Inoltre, sempre dal 1997, l’età pensionabile è stata portata a 65 anni, ma si abbassa a 60 per chi è in carica da più di cinque anni. Ovviamente chi prima di essere eletto ha già aperto una posizione previdenziale, si vede aggiunta quella parlamentare. Fece scalpore il caso di Toni Negri, che ebbe un duplice vantaggio: nel 1983, leader di Potere operaio detenuto per associazione sovversiva e insurrezione armata contro i poteri dello Stato, venne inserito da Marco Pannella nelle liste dei Radicali per garantirgli di tornare in libertà; eletto in Parlamento Negri dopo poche settimane si diede alla latitanza in Francia senza farsi vedere a Montecitorio dopo le prime sedute, maturando comunque un vitalizio di oltre 3mila euro mensili che percepisce tutt’ora.
Diritto che ha anche Valter Veltroni. L’ex sindaco di Roma è un deputato in pensione da quando ha 51 anni. Consigliere comunale dal 1976 e deputato dal 1987, Veltroni ha maturato preso i 23 anni di contributi necessari per maturare un vitalizio mensile di 9 mila euro lordi che ogni mese riceve dalla Camera. Ma ha sempre dichiarato di versarli in beneficenza alle popolazioni africane.

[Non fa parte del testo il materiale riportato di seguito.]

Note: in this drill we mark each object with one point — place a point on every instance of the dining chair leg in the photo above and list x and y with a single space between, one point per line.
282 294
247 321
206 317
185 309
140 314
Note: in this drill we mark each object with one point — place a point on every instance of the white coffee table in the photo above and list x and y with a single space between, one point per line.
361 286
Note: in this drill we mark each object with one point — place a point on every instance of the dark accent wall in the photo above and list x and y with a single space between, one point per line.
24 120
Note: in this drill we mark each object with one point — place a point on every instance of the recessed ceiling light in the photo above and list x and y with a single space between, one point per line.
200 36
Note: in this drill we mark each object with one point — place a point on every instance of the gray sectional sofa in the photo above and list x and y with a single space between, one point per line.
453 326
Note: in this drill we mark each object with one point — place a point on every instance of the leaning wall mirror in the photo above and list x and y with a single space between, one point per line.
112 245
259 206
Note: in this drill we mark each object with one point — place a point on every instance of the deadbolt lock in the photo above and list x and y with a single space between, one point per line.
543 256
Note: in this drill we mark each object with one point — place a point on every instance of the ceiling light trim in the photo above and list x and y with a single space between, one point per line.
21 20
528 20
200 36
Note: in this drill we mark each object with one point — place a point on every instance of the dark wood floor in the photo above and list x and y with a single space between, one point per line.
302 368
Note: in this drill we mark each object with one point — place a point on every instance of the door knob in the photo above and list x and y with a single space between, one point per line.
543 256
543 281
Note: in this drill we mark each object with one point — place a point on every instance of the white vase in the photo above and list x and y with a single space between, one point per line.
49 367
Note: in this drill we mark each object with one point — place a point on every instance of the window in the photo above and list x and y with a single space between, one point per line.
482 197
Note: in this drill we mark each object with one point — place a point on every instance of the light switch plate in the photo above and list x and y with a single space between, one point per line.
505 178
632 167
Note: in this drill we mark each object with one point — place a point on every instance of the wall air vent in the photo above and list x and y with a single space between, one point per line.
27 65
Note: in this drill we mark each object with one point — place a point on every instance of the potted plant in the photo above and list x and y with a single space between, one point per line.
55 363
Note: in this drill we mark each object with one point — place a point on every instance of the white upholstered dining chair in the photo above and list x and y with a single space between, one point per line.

Di casi simili ce ne sono parecchi tra gli oltre tremila che ricevono il vitalizio. Complessivamente sono 2.238. 1.377 ex deputati e 861 ex senatori. A questi vanno aggiunte le 1.064 reversibilità, per un totale di 3.302. Escluse, come detto, le reversibilità pagate ai familiari di parlamentari scomparsi, stando agli ultimi dati resi noti da Palazzo Madama e Montecitorio. Non stupisce dunque che in pochi siano disposti a farne a meno. Del resto c’è la crisi.